# Real-Repo Benchmark Tasks
This directory contains repo-local benchmark examples and replay inputs.
Real-repo benchmarks are modeled as issue-driven operator assignments:
- Runner input is built from a shared issue template, not from a task-specific long prompt body.
- The template tells agents to use `gh` to inspect the issue and related GitHub context.
- Verification and scope rules remain defined in manifest metadata, with `evaluation.scope_policy` used during result scoring.
- Exact verifier commands remain benchmark-only and are not injected verbatim into the runner prompt.
- `benchmark.mode` distinguishes `live` from `replay`.
- `evaluation.scope_policy` defaults to a diagnostic metric when set to `soft`, and only becomes a hard failure for constrained tasks when set to `hard`.
- `evaluation.expected_outcome` defines whether a task requires a diff, expects a grounded no-op, or allows either.
- Suite `pr` config defines publish behavior structurally:
- `submit_pr`
- `draft_pr`
- `push_branch`
- The runner renders PR policy into natural language in the issue template.
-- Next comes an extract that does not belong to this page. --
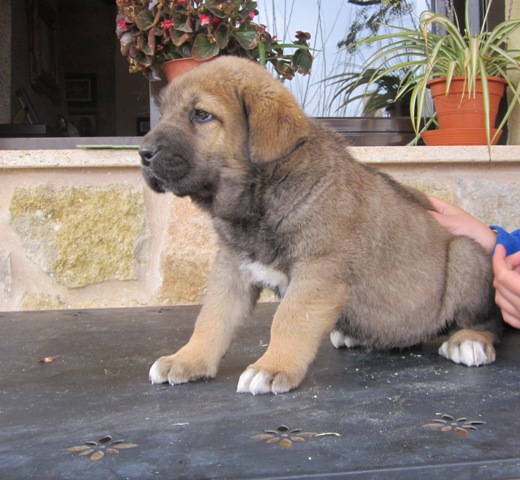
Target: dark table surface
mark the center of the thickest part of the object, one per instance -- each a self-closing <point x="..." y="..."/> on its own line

- Live head-to-head runs currently compare:
- `holon-openai`
- `codex-openai`
- These two runners are executed in parallel for each task; tasks themselves still advance in suite order.
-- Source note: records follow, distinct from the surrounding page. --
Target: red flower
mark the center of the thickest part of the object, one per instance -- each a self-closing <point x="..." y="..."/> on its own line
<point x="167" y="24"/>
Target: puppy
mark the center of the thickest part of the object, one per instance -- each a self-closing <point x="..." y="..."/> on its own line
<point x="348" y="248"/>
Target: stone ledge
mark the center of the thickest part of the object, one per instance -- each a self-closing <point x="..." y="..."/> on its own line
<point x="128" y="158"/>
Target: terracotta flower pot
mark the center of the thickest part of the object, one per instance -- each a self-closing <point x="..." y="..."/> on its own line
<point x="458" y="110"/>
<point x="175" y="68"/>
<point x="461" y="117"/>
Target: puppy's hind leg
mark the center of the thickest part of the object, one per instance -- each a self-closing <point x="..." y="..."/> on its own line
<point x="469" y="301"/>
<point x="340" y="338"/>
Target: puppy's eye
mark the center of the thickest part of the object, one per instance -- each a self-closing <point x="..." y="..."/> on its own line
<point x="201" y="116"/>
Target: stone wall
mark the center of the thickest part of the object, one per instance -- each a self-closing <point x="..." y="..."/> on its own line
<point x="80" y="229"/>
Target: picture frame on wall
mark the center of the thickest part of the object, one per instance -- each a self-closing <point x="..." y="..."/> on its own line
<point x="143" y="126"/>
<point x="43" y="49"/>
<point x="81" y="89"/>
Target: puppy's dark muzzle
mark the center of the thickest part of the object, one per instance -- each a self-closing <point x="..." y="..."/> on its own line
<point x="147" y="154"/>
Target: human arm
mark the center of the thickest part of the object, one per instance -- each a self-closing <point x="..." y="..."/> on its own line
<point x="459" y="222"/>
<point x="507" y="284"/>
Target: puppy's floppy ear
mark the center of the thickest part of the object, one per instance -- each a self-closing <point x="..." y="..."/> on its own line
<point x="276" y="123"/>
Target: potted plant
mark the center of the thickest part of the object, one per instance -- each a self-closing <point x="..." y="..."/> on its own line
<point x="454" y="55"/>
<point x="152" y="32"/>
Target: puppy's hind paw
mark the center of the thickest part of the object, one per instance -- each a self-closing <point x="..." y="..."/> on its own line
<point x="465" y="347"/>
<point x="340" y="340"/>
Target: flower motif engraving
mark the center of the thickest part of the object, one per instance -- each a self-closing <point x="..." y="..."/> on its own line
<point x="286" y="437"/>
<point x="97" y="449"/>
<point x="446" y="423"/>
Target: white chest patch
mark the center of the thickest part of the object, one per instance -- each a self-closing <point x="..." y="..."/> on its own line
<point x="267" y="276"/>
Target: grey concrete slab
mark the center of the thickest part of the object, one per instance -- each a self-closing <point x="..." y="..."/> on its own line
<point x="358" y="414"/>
- `holon-openai` live benchmark runs now set `HOLON_DISABLE_PROVIDER_FALLBACK=1` so deterministic live comparisons do not silently switch to a fallback provider/model.
- Codex live runs now use the configured or default shared `CODEX_HOME`/user environment by default rather than an isolated benchmark-specific home.
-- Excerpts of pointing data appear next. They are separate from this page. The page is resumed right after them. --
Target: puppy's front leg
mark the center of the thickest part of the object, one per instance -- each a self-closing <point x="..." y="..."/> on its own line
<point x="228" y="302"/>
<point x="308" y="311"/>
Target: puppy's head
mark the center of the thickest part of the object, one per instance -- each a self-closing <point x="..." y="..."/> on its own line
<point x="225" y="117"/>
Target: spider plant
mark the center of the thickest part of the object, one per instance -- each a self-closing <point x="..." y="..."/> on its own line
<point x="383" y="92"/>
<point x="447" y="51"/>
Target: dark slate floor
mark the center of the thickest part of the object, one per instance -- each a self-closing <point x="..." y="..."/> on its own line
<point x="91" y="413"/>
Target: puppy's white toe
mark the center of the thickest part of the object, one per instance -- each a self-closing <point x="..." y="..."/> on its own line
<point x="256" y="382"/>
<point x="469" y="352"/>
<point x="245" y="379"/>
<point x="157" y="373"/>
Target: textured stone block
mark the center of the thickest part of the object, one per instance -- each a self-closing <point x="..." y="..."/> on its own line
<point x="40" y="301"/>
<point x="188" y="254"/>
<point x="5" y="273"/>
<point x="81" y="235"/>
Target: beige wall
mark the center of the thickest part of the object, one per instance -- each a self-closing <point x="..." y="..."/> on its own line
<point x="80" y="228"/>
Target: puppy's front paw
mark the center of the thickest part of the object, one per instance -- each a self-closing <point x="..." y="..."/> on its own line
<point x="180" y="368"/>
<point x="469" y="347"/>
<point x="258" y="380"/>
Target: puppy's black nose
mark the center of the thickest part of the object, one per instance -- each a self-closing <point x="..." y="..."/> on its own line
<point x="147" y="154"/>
Live head-to-head benchmark tasks are intentionally kept outside the tested repository so agents cannot recover the task goal by reading benchmark manifests from the workspace. In this environment they live under:
- `workspace/projects/holon-run/holon/benchmarks/`
Repo-local layout:
- `tasks/<task_id>.yaml`
- `suites/<suite_id>.yaml`
Use:
```bash
node benchmark/run.mjs validate-manifest --manifest benchmarks/tasks/holon-0015-tool-guidance-registry.yaml
node benchmark/run.mjs real --manifest /absolute/path/to/workspace/projects/holon-run/holon/benchmarks/tasks/holon-0050-runtime-result-closure.yaml --runner holon-openai --runner codex-openai --label bench-live-0050
node benchmark/run.mjs suite --suite benchmarks/suites/openai-phase1.local.yaml --label bench-openai-phase1
```
To push benchmark branches and create draft PRs, either:
- set `pr.submit_pr: true` and `pr.draft_pr: true` in the suite file, or
- override on the CLI with `--push-branch --github-pr`.